Primeiro que tudo, falamos de uma certa arte contemporânea como problema. Nisso ela interpela-nos. Contudo, mais do que isso, ela interpela-se, fala principalmente de si. Nesse acto, ela infringe-se, é negatividade sobre si própria, não suficientemente política, exteriorizada ou comprometida. Então a sua crítica torna-se conformada porque puro exercício de auto-reflexão. Por sua vez, aquela que não é crítica, está demasiado diluída no quotidiano, correspondendo à célebre premonição de uma estetização da vida, igualmente acomodada. Nisto, não é descabido perguntar se deve caber à arte algum papel minimamente revolucionário, espicaçante de mentalidades. Se sim, será importante perguntar também se o seu enrolamento não corresponderá à necessidade puramente social de o artista distinguir o seu estatuto através de uma produção simbólica hermética e profissional. Findando, há que esclarecer que, neste campo, todo o emprego do condicional é meramente reflexivo e, sempre, não performativo.

quinta-feira, julho 06, 2006

A curvatura do tempo

Estando em Sociedade, estamos em afirmação. Sim. Nem mais. Todos os lugares do mundo antes de nós – Natureza – deixaram de existir: agora, estão depois de nós, cheios do nosso toque, da nossa afirmação. Além disso, na própria Sociedade, por mais que nos demos a pequenas recusas, não nos é dado rejeitar nada em absoluto. A revolução como retorno ao zero é privilégio do esquecimento. Os humanos lembram. Assim, a negação é impossível. Não há nada que possamos declinar sem que em parte o aceitemos, ainda que inconscientemente. As estruturas afirmativas envolvem-nos, sustentam-nos os pés, alimentam-nos o "não" que gostaríamos de dar quando olhamos para o prato.

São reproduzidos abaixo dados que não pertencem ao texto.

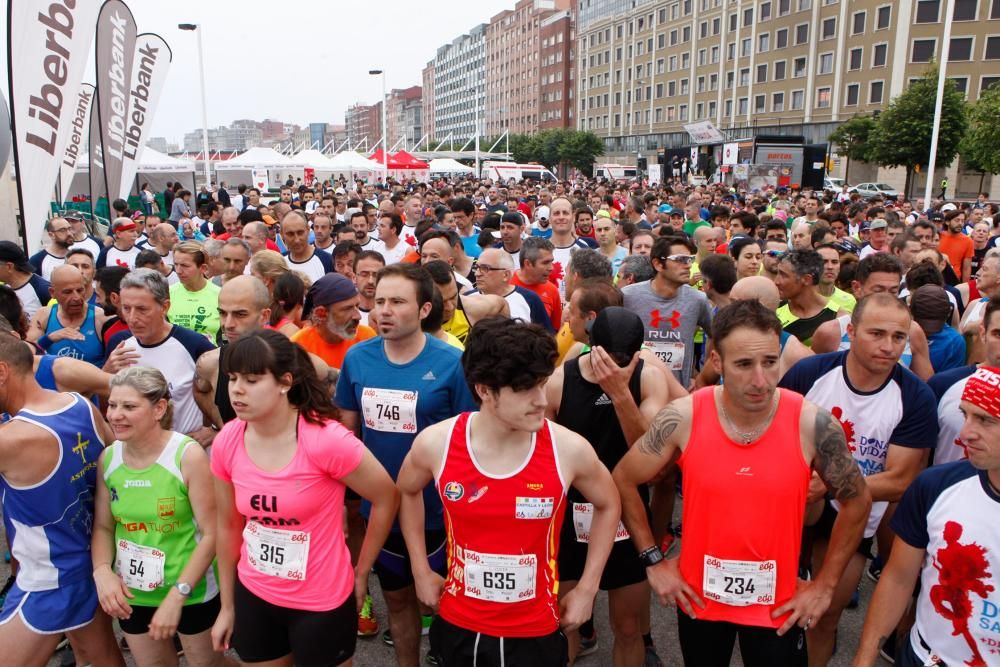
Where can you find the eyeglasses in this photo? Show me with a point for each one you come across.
(485, 268)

No máximo, atingimos um "talvez", cuja coerência está não na recta mas na curva onde se demora o tempo depois de nós.

quarta-feira, julho 05, 2006

A velocidade do riso

Os momentos são velozes quando gostamos deles, e o mais certo é serem lentos quando os queremos fugidios. Assim, o tempo do nosso corpo demora-se na rugosidade das resistências encontradas na sucessão de quadros em catadupa que nos tocam em cada gesto; todavia, quando os obstáculos desaparecem, o mesmo tempo avança por si mesmo sugado pela superfície do riso que voa infinito. Por isso, a alegria é o instante que no momento de o ter já se sabe perdido, porque planante, inconsciente e infantil; mas desejado com as mesmas forças que em tristeza reconhecem a existência de tudo e a influência até do mais mínimo dos terrenos no mais ínfimo dos corpos, onde a eternidade vai cuspindo o monumental fogo que é preciso até para a mais pequena das gargalhadas.